Lyme disease is caused by the bacterium Borrelia burgdorferi, a spirochete, or tightly coiled bacterium that looks like a tiny spring under a microscope. Spirochetes are very simple, slow-replicating bacteria that require a mammalian or avian host to survive.
Because Borrelia replicates so slowly, and they don’t reach high numbers, they do not show up easily in a blood test.

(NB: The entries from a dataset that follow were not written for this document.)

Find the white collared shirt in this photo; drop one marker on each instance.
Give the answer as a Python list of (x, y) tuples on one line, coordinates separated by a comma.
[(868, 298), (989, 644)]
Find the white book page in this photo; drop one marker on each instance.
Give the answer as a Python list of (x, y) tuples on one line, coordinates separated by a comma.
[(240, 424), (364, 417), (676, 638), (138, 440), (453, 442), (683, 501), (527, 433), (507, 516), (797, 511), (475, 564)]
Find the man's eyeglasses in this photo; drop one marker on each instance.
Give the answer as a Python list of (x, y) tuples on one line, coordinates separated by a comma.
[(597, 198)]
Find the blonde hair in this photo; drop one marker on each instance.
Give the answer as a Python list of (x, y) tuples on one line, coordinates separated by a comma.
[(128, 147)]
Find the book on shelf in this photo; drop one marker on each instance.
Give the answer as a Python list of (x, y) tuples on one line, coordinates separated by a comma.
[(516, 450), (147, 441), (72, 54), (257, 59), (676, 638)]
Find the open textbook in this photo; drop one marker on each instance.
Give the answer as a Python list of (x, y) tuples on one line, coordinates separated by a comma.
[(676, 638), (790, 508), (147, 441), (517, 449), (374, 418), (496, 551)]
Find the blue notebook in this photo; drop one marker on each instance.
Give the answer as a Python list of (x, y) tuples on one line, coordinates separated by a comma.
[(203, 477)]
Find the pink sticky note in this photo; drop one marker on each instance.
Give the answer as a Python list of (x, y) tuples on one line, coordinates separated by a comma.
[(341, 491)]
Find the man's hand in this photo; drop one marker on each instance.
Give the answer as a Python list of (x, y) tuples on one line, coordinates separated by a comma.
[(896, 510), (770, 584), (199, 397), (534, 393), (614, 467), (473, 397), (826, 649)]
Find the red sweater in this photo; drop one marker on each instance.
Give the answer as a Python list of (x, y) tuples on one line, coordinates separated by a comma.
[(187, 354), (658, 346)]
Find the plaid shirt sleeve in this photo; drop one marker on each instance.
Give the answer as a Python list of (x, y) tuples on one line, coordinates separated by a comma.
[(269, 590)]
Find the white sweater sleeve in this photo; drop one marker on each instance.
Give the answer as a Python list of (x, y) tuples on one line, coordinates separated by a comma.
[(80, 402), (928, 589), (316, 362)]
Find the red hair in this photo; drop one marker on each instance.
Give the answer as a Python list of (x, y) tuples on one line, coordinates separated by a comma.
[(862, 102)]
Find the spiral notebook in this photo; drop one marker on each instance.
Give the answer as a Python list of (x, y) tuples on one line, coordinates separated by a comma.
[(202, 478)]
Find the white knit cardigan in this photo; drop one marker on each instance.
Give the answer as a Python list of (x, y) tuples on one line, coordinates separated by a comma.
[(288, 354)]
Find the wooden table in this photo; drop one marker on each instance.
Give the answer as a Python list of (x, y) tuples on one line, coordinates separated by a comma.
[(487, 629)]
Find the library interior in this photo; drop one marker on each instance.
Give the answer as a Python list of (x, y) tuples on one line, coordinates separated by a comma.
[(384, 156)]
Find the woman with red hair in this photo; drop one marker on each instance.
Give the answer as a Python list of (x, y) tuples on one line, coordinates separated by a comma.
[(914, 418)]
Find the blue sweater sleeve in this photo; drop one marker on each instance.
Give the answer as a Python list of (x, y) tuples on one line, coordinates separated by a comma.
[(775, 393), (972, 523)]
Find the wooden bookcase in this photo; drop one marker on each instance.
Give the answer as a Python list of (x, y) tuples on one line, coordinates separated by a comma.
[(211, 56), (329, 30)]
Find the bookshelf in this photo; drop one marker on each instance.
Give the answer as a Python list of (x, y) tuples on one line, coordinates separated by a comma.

Did you know...Fewer than 50% of people infected get the bull’s eye rash. Some develop flu-like symptoms a week or so after becoming infected, however, many people are asymptomatic but can develop Lyme symptoms months, years or decades later.
The most common symptoms include fatigue, neck stiffness or pain, jaw discomfort, muscle pain, joint aches like arthritis- typically in the knees, swollen glands, memory loss, cognitive confusion, vision problems, digestive issues, headaches, and fainting.
Lyme is commonly diagnosed with co-infections: Bartonella, Babesia, Ehrlichia, Anaplasma, Q Fever, Powassan.
Lyme is called the great imitator; looking like many other health problems (Fibromyalgia, Arthritis, Chronic Fatigue Syndrome, Bells Palsy, ADD, MS, and Lupus).
The medical community is at odds over the diagnosis and treatment guidelines. Health insurance often doesn’t cover the treatment for Chronic Lyme disease making treatment very difficult.
The standard and most commonly prescribed for diagnosing Lyme test is the ELISA test. This test, often not sensitive enough to detect Lyme, can produce a false negative. The more sensitive test is called the IgG and IgM Western Blots test. The preferred testing lab is IGeneX Lab in Palo Alto.